Autodestruction médiatique
C’est aussi un bond conséquent par rapport au précédent record de Banksy en vente publique, établi chez Sotheby’s en 2008 : 1,8 millions de dollars pour Keep it Spotless, une collaboration avec Damien Hirst, qui avait couvert le pochoir de sa Maid londonienne avec ses célèbres spot paintings. Mais à l’automne dernier, un événement a changé la donne, confirmant que l’artiste, dont l’identité secrète alimente les rumeurs les plus folles, était un as pour jouer avec les rouages du marché. Après avoir introduit un pachyderme repeint en rose et or dans son exposition « Barely Legal » à Los Angeles en 2006, après avoir fait de New York une galerie-jeu de piste à ciel ouvert en 2013, le roi du buzz orchestrait l’autodestruction de sa Girl with Balloon quelques secondes après son adjudication chez Sotheby’s. Alors que l’événement faisait le tour du monde, la demande pour ses œuvres explosait. « Le marché s’est incontestablement fortifié, alors qu’il était déjà très bon », constate Arnaud Oliveux. Preuve en est, courant septembre, Sotheby’s et Christie’s organisaient toutes deux une vente online only entièrement consacrée au trublion britannique, chacune avec des résultats supérieurs à 1,2 millions de livres. Chez la maison anglaise, une sérigraphie de Girl with Balloon, version dorée, atteignait près de 400 000 livres sterling.

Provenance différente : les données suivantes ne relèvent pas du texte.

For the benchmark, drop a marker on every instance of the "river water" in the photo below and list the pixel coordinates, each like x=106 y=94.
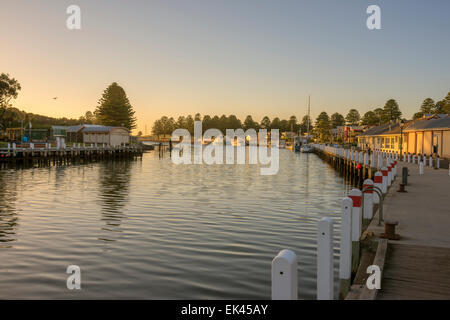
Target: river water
x=150 y=229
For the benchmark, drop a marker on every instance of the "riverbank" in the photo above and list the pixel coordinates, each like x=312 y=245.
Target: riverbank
x=415 y=266
x=418 y=265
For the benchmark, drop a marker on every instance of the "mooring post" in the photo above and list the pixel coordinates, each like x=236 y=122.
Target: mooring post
x=368 y=201
x=284 y=276
x=405 y=176
x=345 y=258
x=356 y=195
x=389 y=177
x=325 y=272
x=384 y=172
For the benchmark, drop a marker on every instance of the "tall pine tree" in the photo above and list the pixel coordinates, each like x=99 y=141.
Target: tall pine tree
x=114 y=108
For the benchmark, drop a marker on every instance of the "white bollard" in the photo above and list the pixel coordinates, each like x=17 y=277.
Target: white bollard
x=368 y=200
x=284 y=276
x=345 y=258
x=389 y=177
x=356 y=195
x=395 y=169
x=325 y=272
x=384 y=171
x=378 y=182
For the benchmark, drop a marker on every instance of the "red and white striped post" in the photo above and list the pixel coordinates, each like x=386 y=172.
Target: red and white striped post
x=389 y=179
x=395 y=169
x=356 y=196
x=384 y=172
x=378 y=182
x=345 y=258
x=368 y=201
x=325 y=270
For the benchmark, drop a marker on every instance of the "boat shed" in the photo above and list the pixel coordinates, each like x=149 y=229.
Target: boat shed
x=93 y=133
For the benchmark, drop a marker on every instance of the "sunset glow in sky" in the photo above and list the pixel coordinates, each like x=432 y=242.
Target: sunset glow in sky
x=237 y=57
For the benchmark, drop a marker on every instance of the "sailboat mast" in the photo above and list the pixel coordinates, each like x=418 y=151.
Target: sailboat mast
x=309 y=105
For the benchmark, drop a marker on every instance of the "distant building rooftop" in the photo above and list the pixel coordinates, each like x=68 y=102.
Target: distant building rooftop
x=91 y=128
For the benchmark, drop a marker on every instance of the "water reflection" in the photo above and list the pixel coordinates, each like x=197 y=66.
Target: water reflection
x=8 y=215
x=114 y=181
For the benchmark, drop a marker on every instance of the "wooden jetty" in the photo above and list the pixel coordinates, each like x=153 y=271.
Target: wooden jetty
x=416 y=272
x=45 y=154
x=355 y=166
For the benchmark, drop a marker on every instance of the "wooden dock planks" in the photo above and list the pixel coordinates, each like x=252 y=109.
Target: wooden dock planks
x=416 y=272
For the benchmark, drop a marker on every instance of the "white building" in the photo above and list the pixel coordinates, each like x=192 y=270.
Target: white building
x=92 y=133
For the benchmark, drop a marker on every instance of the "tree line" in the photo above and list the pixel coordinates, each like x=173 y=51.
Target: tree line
x=113 y=109
x=430 y=107
x=166 y=125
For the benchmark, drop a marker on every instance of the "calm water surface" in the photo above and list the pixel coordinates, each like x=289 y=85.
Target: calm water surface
x=148 y=229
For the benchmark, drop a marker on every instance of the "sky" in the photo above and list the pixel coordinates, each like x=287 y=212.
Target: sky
x=239 y=57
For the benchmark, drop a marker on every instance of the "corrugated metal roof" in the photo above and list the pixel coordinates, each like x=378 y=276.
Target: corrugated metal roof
x=91 y=128
x=430 y=124
x=382 y=130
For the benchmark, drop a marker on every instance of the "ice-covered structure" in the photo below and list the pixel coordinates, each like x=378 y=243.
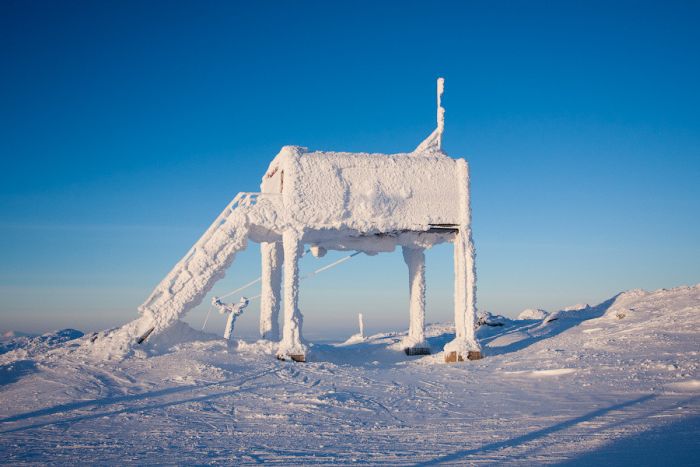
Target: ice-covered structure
x=333 y=201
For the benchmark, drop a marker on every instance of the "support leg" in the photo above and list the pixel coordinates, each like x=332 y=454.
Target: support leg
x=415 y=344
x=464 y=346
x=271 y=293
x=291 y=345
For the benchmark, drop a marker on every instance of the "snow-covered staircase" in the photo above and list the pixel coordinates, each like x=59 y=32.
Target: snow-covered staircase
x=205 y=263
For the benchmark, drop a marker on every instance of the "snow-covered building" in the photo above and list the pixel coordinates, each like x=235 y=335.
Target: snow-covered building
x=334 y=201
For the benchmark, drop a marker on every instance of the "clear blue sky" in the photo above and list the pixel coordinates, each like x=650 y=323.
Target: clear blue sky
x=125 y=127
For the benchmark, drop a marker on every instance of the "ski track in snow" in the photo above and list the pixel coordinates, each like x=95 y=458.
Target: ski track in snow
x=587 y=388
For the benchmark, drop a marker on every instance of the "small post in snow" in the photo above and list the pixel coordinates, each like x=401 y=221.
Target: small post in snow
x=234 y=311
x=441 y=112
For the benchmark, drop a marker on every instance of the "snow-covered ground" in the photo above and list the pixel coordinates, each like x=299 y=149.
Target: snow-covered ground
x=613 y=384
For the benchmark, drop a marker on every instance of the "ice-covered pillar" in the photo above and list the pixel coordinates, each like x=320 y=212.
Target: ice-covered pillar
x=291 y=345
x=465 y=345
x=271 y=293
x=414 y=344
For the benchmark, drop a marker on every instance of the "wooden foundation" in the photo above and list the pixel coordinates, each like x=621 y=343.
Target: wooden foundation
x=301 y=358
x=452 y=357
x=417 y=351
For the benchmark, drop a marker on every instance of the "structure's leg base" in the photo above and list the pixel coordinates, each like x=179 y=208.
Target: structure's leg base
x=454 y=357
x=301 y=358
x=417 y=351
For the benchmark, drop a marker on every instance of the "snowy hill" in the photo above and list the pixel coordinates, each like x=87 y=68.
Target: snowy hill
x=617 y=383
x=28 y=344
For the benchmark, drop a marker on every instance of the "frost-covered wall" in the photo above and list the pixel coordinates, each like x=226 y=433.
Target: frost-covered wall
x=366 y=192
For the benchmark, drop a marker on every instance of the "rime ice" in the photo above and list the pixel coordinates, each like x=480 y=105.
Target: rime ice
x=331 y=201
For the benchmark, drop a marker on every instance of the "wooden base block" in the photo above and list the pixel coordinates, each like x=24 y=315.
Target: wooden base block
x=417 y=351
x=301 y=358
x=452 y=357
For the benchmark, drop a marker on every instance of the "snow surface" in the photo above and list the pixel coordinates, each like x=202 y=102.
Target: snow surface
x=613 y=384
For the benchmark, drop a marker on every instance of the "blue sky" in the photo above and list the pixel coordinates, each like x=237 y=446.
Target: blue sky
x=125 y=127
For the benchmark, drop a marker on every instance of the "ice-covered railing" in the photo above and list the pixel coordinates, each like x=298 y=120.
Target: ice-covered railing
x=180 y=274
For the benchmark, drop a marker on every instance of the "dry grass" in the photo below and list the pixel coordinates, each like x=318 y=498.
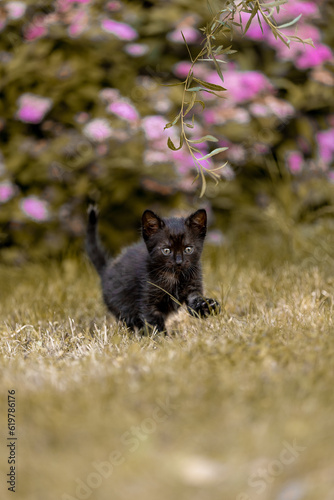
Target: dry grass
x=206 y=413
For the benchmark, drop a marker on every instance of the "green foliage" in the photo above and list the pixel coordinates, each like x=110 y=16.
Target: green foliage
x=221 y=27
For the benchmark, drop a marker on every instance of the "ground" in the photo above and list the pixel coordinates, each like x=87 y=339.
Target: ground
x=238 y=406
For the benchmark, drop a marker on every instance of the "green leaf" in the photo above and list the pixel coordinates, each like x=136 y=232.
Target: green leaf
x=171 y=145
x=203 y=184
x=253 y=14
x=214 y=152
x=210 y=86
x=170 y=124
x=286 y=25
x=203 y=139
x=190 y=104
x=173 y=84
x=191 y=58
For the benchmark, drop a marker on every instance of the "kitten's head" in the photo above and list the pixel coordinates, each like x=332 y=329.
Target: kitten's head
x=176 y=243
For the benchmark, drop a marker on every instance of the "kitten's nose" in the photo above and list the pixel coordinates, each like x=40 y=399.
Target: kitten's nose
x=178 y=259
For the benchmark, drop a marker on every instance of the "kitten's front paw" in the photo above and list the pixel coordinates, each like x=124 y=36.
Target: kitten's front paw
x=204 y=307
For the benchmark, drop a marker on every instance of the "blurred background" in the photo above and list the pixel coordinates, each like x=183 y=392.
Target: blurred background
x=84 y=104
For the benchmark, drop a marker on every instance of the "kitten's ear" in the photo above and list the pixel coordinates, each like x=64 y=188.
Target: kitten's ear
x=151 y=224
x=197 y=222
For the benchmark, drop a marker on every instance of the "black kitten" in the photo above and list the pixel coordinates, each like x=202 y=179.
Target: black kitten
x=140 y=284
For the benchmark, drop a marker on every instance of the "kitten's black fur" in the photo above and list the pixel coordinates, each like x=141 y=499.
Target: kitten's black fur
x=139 y=284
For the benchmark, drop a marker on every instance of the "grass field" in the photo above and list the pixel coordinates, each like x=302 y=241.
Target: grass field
x=239 y=406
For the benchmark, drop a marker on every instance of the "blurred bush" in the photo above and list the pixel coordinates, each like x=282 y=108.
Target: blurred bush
x=83 y=109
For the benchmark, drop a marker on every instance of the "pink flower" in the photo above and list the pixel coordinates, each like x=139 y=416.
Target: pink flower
x=35 y=208
x=295 y=161
x=32 y=108
x=136 y=49
x=245 y=85
x=123 y=110
x=15 y=9
x=154 y=127
x=120 y=30
x=78 y=24
x=242 y=85
x=190 y=34
x=114 y=6
x=7 y=191
x=311 y=57
x=303 y=55
x=325 y=139
x=98 y=130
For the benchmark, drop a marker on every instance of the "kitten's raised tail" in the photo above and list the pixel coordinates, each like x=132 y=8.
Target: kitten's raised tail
x=93 y=246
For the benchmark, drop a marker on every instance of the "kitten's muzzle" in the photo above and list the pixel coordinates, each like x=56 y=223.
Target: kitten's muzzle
x=178 y=259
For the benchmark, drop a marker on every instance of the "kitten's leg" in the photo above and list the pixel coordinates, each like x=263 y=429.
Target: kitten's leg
x=202 y=307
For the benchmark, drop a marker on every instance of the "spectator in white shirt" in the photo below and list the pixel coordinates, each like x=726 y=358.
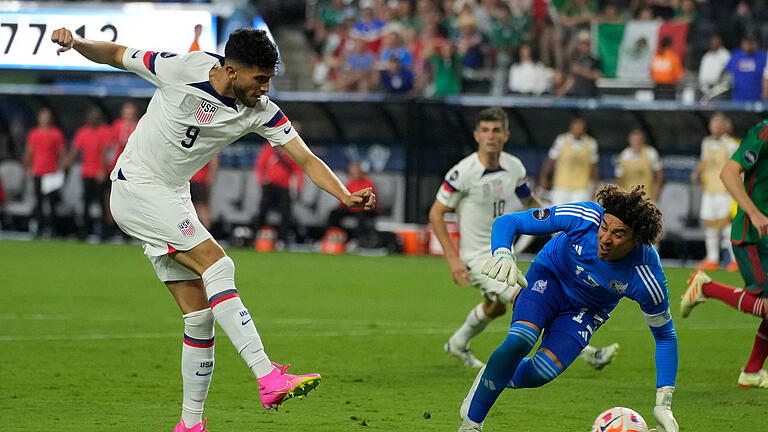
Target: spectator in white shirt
x=713 y=63
x=527 y=76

Le successeur de Toutânkhamon ?
« Dommage que je n’en ai pas profité », regrettait le créateur sur son compte Instagram aux 6,5 millions de followers le lendemain de son nouveau record. De fait, il est très difficile de savoir de quoi il profite, car, par sa volonté délibérée de ne pas avoir de galerie, son premier marché est invisible et très réduit. « C’est assez nébuleux, on ne voit aucune pièce récente, en tout cas elles ne sortent pas de façon transparente. Peut-être vend-il en direct à certains collectionneurs ? Cette façon de court-circuiter le marché correspond bien à sa façon hors norme de procéder », explique Arnaud Oliveux. Quant à ses sérigraphies, les plus récentes datent de 2010 et toutes sont sur le second marché. Le 1er octobre, le créateur non identifié a en revanche ouvert à Croydon, pour des raisons liées au copyright de son nom, une boutique éphémère où rien n’est à vendre dans un premier temps. Côté institutions, une grande exposition se profile à la Villette, a révélé son directeur Didier Fusillier sur France Inter le 4 octobre. Succéder à Toutânkhamon a certainement de quoi réjouir celui qui commença comme street artist.